On certain days, I would skip school and go to the Museum of Modern Art to daydream a little. It was the mid-seventies, and my high school, then called the High School of the Performing Arts, was on West Forty-sixth Street. I lived in Brooklyn, and the world inside and outside of this school was a wonderland to me. On top of everything I learned in class, there was Manhattan itself, and a block away was Gotham's Bookstore, Frances Steloff's fabulous bookstore, full of treasures, and a little further Mother. I didn't know much about modern art, European or American (though I had seen some African art at the Brooklyn Museum), but I was porous, and walking into that legendary building one afternoon and encountering a stuffed goat on a multi-paneled wooden platform remains one of the most destabilizing experiences of my life. The goat had a beard, horns and a long-haired silver body. His head and neck were smeared with several colors of paint, as if he had applied it while drunk. Not only that, but it had a black and white rubber tire in the middle. Standing in front of the goat, I felt like I was having my worst or best dream, and to calm myself down, I read the writing on the wall. The work entitled “Monogram” was created in 1955–1959 by the artist whose retrospective I went to: Robert Rauschenberg. (I later learned that in his twenties, he changed his name from Milton to Robert because he liked the approachable sound of “Bob.”) Who was this man? And what did the word “monogram” mean in this context or any context? I remember sweating, not because the museum was too hot, but because something was happening to me: an aesthetic experience that I did not understand was changing my body temperature, changing my consciousness.

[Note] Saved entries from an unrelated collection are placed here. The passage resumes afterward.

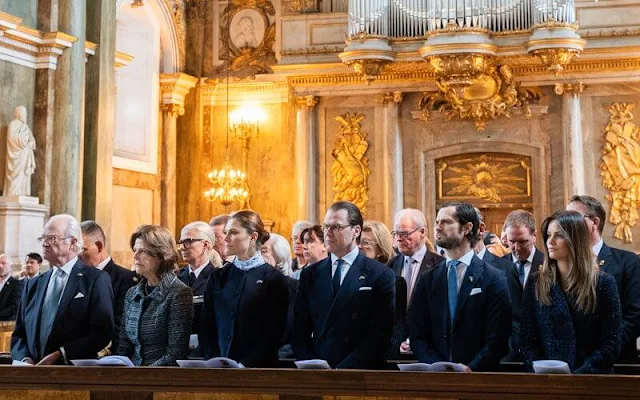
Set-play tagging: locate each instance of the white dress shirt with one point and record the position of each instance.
(461, 268)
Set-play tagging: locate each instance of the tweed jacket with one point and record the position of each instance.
(155, 329)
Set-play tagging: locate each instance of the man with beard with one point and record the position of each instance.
(461, 310)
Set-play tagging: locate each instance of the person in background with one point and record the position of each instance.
(245, 307)
(33, 263)
(10, 291)
(94, 254)
(376, 243)
(158, 311)
(571, 309)
(299, 261)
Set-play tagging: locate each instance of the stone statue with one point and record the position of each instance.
(21, 160)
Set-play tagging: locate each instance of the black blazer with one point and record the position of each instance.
(244, 315)
(10, 299)
(199, 286)
(588, 342)
(625, 268)
(482, 325)
(121, 280)
(83, 325)
(352, 331)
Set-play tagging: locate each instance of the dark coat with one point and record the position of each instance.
(588, 342)
(121, 280)
(156, 328)
(482, 324)
(244, 315)
(624, 266)
(83, 325)
(10, 299)
(199, 286)
(352, 331)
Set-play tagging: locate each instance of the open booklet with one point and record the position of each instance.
(441, 366)
(551, 367)
(217, 362)
(118, 361)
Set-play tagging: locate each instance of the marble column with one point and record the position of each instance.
(67, 140)
(574, 170)
(100, 114)
(392, 182)
(306, 158)
(174, 88)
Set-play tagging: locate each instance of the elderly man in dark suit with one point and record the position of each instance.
(623, 265)
(66, 313)
(10, 291)
(413, 259)
(94, 254)
(520, 228)
(461, 310)
(344, 311)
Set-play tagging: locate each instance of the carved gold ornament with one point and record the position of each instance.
(620, 169)
(350, 168)
(485, 178)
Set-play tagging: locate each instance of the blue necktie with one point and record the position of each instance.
(335, 282)
(50, 308)
(453, 288)
(520, 265)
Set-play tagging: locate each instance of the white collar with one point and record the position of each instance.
(466, 259)
(598, 247)
(349, 258)
(198, 270)
(103, 263)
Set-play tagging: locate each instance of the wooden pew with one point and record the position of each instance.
(198, 384)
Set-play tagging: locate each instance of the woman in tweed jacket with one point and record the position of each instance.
(158, 312)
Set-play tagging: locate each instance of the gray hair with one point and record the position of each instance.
(299, 226)
(72, 229)
(203, 229)
(281, 252)
(415, 215)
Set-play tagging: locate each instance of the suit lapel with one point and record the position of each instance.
(470, 278)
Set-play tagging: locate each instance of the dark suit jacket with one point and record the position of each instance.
(121, 280)
(588, 342)
(10, 299)
(198, 288)
(482, 324)
(352, 331)
(625, 268)
(244, 315)
(83, 325)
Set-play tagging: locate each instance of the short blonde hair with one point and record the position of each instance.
(158, 242)
(382, 237)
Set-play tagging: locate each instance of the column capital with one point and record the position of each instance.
(174, 87)
(389, 97)
(306, 103)
(569, 88)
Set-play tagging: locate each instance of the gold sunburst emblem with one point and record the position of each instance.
(484, 179)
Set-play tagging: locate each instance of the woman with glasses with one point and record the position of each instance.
(571, 310)
(158, 312)
(246, 302)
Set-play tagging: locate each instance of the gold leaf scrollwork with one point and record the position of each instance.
(350, 168)
(620, 169)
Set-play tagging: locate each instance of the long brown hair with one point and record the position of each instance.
(581, 282)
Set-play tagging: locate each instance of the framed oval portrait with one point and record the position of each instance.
(247, 28)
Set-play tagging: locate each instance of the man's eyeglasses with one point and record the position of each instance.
(403, 234)
(51, 240)
(186, 243)
(334, 227)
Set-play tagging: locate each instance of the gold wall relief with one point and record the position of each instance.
(620, 169)
(247, 36)
(350, 168)
(485, 179)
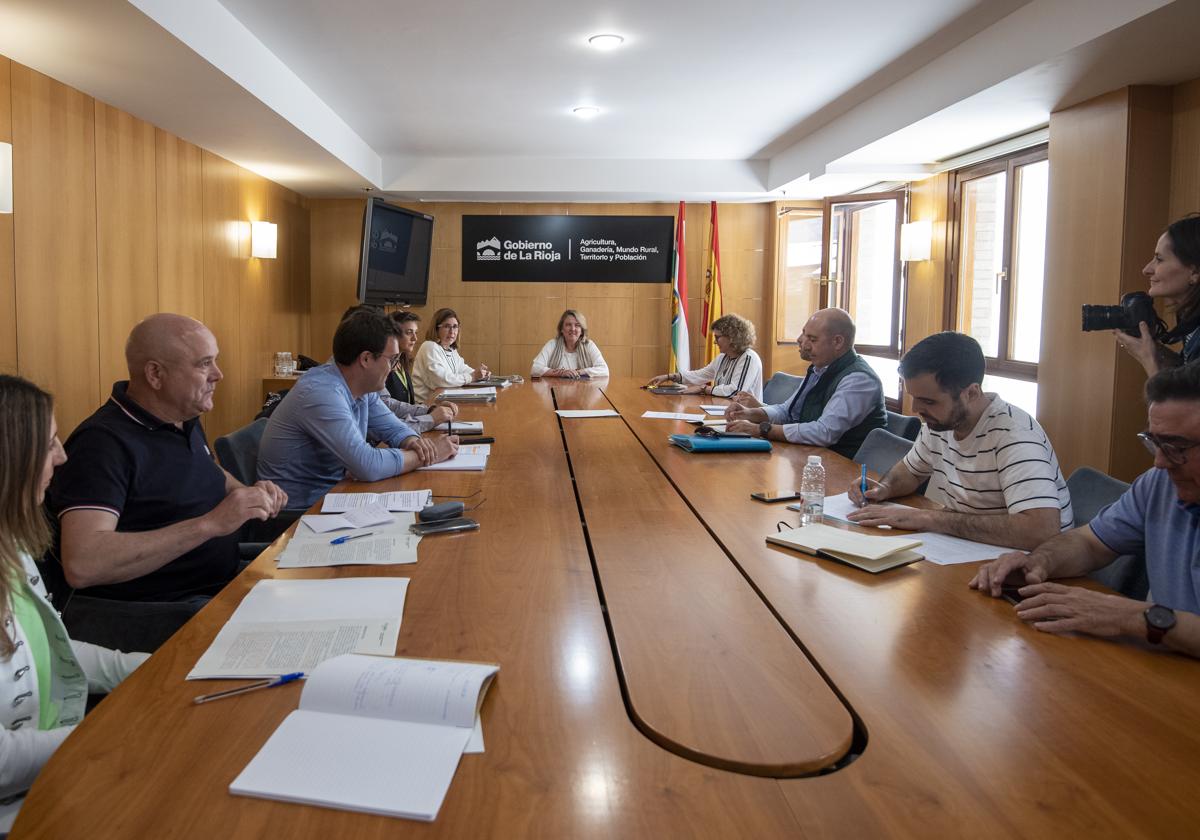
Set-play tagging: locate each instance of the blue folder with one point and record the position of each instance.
(694, 443)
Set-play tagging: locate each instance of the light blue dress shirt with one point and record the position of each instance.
(849, 406)
(319, 432)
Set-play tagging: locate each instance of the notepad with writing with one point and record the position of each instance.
(375, 735)
(864, 551)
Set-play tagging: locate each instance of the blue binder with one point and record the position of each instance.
(694, 443)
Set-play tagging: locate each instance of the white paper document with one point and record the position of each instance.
(673, 415)
(467, 393)
(397, 501)
(462, 426)
(382, 736)
(463, 460)
(587, 413)
(282, 627)
(945, 550)
(355, 517)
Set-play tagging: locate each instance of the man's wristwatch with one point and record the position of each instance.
(1158, 622)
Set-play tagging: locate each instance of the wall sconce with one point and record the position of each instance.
(916, 241)
(5, 177)
(263, 239)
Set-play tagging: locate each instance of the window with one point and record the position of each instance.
(798, 289)
(999, 265)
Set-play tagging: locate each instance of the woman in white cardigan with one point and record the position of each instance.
(438, 364)
(737, 367)
(570, 354)
(45, 677)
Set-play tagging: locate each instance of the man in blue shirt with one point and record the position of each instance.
(319, 433)
(1158, 519)
(839, 402)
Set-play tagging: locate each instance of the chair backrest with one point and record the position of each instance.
(780, 388)
(238, 451)
(904, 425)
(1090, 491)
(882, 450)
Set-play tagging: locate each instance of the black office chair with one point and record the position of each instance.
(238, 453)
(1090, 491)
(780, 388)
(882, 450)
(904, 425)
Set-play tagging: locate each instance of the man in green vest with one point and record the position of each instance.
(839, 402)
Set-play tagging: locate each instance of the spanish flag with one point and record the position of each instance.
(714, 303)
(681, 352)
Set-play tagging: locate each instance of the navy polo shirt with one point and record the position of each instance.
(150, 474)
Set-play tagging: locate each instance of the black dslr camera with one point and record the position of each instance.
(1134, 309)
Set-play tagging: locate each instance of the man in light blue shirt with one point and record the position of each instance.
(1157, 519)
(839, 402)
(319, 433)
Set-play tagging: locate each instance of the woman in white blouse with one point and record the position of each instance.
(570, 354)
(438, 364)
(45, 677)
(737, 367)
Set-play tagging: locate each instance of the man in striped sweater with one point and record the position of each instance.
(989, 465)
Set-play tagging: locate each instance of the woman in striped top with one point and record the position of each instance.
(737, 367)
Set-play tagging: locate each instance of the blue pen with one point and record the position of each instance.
(340, 540)
(253, 687)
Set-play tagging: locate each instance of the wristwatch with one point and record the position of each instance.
(1158, 622)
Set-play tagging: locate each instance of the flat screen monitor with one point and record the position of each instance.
(396, 249)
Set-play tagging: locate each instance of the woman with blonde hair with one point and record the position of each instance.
(570, 353)
(737, 367)
(438, 364)
(45, 677)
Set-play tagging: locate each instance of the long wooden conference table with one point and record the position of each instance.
(664, 672)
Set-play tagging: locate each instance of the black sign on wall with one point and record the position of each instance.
(568, 249)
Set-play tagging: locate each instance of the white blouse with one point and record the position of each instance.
(731, 376)
(435, 367)
(571, 360)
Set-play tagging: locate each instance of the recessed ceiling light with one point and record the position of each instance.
(606, 41)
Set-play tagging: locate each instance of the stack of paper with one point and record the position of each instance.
(382, 736)
(396, 501)
(283, 627)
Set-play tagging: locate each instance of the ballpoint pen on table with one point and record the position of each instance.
(340, 540)
(253, 687)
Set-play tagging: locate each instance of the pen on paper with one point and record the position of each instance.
(340, 540)
(253, 687)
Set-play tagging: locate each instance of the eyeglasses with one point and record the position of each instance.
(1176, 454)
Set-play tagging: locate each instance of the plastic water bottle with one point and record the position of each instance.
(813, 492)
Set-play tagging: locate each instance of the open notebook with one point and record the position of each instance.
(864, 551)
(372, 733)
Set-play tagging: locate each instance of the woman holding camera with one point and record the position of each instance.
(1174, 277)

“Bed” (1955).Artwork by Robert Rauschenberg / Courtesy © Robert Rauschenberg Foundation / WAGA / ARS
It was March or April 1977 and I was sixteen years old. In those days, the museum had docents who shared their expertise with visitors, and I remember following the docent on that anxious day as she talked about yet another work that left me reeling. The Bed (1955) did not live in space like an unmoored goat; it was hanging on the wall. But that was where his convention ended. The associate professor explained that as a young artist, Rauschenberg often lacked money, but he felt—knew—that art could be created from anything, even a bedspread. Marcel Duchamp freed artists from the tyranny of “high” and “low”: art was what the artist chose to create. The “bed” had a wooden frame and supports. There was a pillow on top and a partially folded coverlet underneath; both were thickly filled with paint: yellow, white, red and black, which flowed down the surface of the “canvas”, like the saliva of a dream – or just like paint – creating something new from this symbol of home comfort and dreams. The associate professor said Rauschenberg called works like “Monogram” and “Bed” — works of art that contain elements of both painting and sculpture — “unifying.”
But this goat. It resonated with a strange energy that went beyond graffiti and clear definitions. I didn't have words for it then. The assistant professor told me that if I came back the next day we could talk a little more about Rauschenberg. I came back the next day and the next day because what this wonderful woman was giving me was something I didn't even know existed: the view of this language only deepened. I wanted to know more about the artist and the world that created both him and this goat. Together they motivated me see.
Rauschenberg, who died in 2008, was born a century ago this year, and two major New York institutions are exhibiting works from his vast and fascinating oeuvre. (A third exhibition, dedicated to Rauschenberg's activism and “environmental consciousness,” is at the Gray Art Museum, and Gemini GEL has an exhibition of prints.) But as thrilled as I am to be in his company again, it says something about the art world and its spirit—a spirit governed by the laws of fashion and now oscillating between the woke and the beautiful—that the city that was his hometown won't have a major retrospective of his work. home for decades, a place that he, with the mind and eye of his collagist, made us see in all its strange and beautiful juxtapositions. To honor Rauschenberg and the city that plays a role in so many of his photographs, paintings, silkscreens and combines that, taken together, speak so much of the transformative power energywalk around Manhattan and try to see it through his eyes: trash near a discarded chair, speeding cars and adorable legs, a pile of leaves and a wall of torn and splattered posters. And while you go, consider the artist's journey from his birthplace, Port Arthur, Texas, an oil-refining town where his father worked for a regional utility company.